System reform is modernising education: schools are governed by Boards with financial management authority; there are regional resource centres to support schools/teachers; teacher training/development persists; a modern national curriculum exists and a national entity has eliminated university entrance examination corruption; school infrastructure improvement continues.

It is understood that more families now have access to improved water sources than in the past; it is documented that fewer children are in State-run institutions; also, it is known that more children are being registered at birth (all relative to past decades). Civil society is active in advocating and caring for the most vulnerable children. Bilateral and multi-lateral governmental agencies have contributed to advancing the child rights agenda. In 2010 government adopted child protection referral procedures, mandating police, schools and clinics/hospital to refer violence and abuse cases to statutory social workers for action.

Other than the custom of early marriage, particularly in the Azeri minority population, Georgian children are not generally affected by harmful traditional practices, but studies on violence against children showed these types of violence reported by children in different settings.

Conflicts is the reason for internally displaced (IDP) in Georgia.
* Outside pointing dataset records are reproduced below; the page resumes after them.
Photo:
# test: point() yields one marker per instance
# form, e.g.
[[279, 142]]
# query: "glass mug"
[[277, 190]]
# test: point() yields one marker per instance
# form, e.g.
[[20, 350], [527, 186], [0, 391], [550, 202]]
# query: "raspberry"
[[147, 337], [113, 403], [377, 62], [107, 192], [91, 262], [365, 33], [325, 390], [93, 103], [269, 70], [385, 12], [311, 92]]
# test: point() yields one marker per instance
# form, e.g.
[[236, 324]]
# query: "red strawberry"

Many children have had IDP status since birth. This status has limited benefits (cash, some health care) and disadvantages (discrimination; poor housing; limited socioeconomic opportunities) so Georgia’s government struggles with issues of IDP equity and opportunity; issues for children/youth are access to quality education, health care and children's right to be heard.

In 2011, violence against children was highlighted when a mother beat her 5-year-old to death. Neighbours knew of the abuse but none reported it to authorities. Domestic violence in Georgia is alarmingly high. There are laws against violence, abuse and neglect of children but no law explicitly prohibits household corporal punishment, and corporal punishment is schools is known to be widespread and accepted.